Parsing Tests

Testing some approaches to parsing TWiki marked up text in Ruby.

%SECTION{summary}%

See:

Background and Discussion
Results
Partial Comments from Robert Klemme
Regular Expressions
Program Notes
Attached files
Testing Uppercase URLs
Testing a Web (only) Link
Testing List Items
Contributors
Revision Comment
Page Ratings

Background and Discussion

I'm working on writing a wiki-like thing (with a bigger scope than most wikis). I've decided to learn Ruby (after giving up on C, C++, and Perl--I almost decided to use Python, but decided to go on and try Ruby, and that's where I am now), so I'm trying to write at least some early versions in Ruby. Although there are other places I could start, probably with greater effect (as I could always use TWiki as the "back end" to my "bigger scope" ideas), I got started on the idea of parsing (and then translating to HTML) the TWiki markup.

Because TWiki seems slow (for a lot of reasons other than the parsing / HTML translation code including things like my dial up connection, and TWiki dynamic content generation (like the inline search thingie)), I'd like to make this code as efficient as reasonably possible.

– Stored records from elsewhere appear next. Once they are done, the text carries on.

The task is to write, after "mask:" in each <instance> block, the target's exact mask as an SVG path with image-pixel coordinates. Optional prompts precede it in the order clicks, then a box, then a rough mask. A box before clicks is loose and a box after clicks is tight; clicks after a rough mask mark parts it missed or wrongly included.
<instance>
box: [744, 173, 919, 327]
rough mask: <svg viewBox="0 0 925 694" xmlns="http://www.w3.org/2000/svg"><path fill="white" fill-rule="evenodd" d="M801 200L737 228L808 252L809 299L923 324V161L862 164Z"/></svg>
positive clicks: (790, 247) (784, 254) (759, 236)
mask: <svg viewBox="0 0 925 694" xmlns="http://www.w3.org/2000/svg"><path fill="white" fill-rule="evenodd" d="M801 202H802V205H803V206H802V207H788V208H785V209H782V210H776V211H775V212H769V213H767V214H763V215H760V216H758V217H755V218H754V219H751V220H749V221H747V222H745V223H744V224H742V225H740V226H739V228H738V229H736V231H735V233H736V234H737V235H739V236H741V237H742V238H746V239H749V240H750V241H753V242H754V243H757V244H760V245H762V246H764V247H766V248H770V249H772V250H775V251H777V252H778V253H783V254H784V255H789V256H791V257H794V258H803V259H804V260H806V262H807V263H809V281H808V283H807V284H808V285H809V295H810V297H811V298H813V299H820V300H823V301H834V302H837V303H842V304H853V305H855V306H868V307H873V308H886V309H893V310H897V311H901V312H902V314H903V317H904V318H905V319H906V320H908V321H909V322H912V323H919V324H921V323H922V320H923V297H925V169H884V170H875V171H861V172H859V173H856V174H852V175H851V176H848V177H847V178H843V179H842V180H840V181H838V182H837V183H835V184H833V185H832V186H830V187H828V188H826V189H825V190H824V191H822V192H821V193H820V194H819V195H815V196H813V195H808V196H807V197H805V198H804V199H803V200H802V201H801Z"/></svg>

I may even rewrite it someday in something like C.

My impression is that many wikis do the parsing by multiple RE (Regular Expression) passes through the entire document. I decided to try to make a single pass through the document instead. I've vacillated on the approach. I've investigated a character by character approach enough to believe that I could do it. More recently, I've been investigating a hybrid approach in which I go through the document character by character to find places where a (more complex) RE might match, then invoke the RE at that particular place.

In some early tests, the approach seemed to show some promise. For RE's that can only match at the start of a line, the approach seemed to show that I could achieve time savings on the order of 1 to 10%. Contrast code example re_test1.rb with re_test2.rb and re_test3.rb with re_test4.rb (all code examples are attached), and the results below. (The odd numbered tests use a pure RE approach, the even numbered tests use the test a character, then apply an RE approach.) Results showed improvements ranging from ~1% to ~10%.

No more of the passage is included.